特集/WISE FORUM 2015 報告 幸せな未来を創造する ~国産材とビジネス~「今来ている国産材」事例:国産材ビジネスの今と可能性 事例4:雑貨・ギフトで地域材を使う
2015年12月15日グローバルネット2015年12月号
国産材を使った多面的な事業の現状と可能性について、基調講演と事例報告の概要を特集しました。
一般社団法人モア・トゥリーズ 事務局長
水谷 伸吉(みずたに しんきち)さん
モア・トゥリーズは音楽家の坂本龍一氏の呼び掛けにより、2007年に創設した団体です。拠点は東京ですが、いろいろな地域と連携し、現在は北海道から九州の宮崎県諸塚村まで、国内11ヵ所の地域と協定を結んでいます。海外では、フィリピンで現地の農民やNGOと協力して、およそ200haの荒地で植林活動を行っています。
森林と都市の人びとを結ぶためのプロダクト
基本的には地域の森づくりそのものには手を出さないようにしています。われわれの強みは、都市部の消費者にアプローチすることができるということです。都市に生活する人が「国産材」や「森林」という存在を身近に感じることのできる接点を作っていこうと活動しています。

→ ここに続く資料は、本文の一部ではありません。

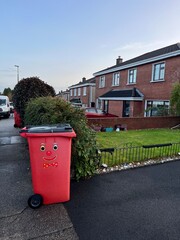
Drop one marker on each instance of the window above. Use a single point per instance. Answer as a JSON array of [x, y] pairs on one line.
[[132, 76], [74, 91], [157, 108], [84, 91], [115, 81], [79, 91], [102, 81], [158, 72]]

地域の木材を利用して製作した最初のプロダクトは鳩時計でした(写真)。プロダクトデザイナーの深澤直人氏にデザインしてもらい、2009年から発売しています。購入用途を調べてみると、引っ越し祝いなどギフトに使われることが多いようです。
まずは身近なものから国産材を知ってもらう
建築や家・家具など規模の大きいものの方が、国内の山に眠っている森林資源を有効利用できると認識しています。しかし森林に関心がない人が「国産材で木造住宅を建てよう」とはすぐに考えが及ばないかとも思っています。ですから、まずは小物など身近なところから木に、とくに国産材に触れてもらう、そして「国産材を消費することは浪費ではなく、森とつながること」と認識した人がやがて家具や家を国産材にしようと考えてくれるのではと期待しています。そのファースト・ステップとして、まずは小物・雑貨というプロダクトを扱っているのです。

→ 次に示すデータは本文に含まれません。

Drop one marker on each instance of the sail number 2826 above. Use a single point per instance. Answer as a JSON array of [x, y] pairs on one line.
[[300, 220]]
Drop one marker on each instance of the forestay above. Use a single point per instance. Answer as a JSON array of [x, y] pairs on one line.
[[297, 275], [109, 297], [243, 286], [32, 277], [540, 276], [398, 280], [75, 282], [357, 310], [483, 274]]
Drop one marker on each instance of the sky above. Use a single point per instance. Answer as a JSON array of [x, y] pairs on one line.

しかし「国産材」「Made in Japan」という要素に加えて、デザインやストーリー性も当然求められます。消費者に直感的に「これが欲しい」と思わせるプロダクトを作っていくことで、消費者の共感を呼び、財布のひもが緩むきっかけになるのではと思います。
私たちは消費者に「欲しい!」と思わせるような、より洗練されたプロダクトをこれから先も出していきたいと思っています。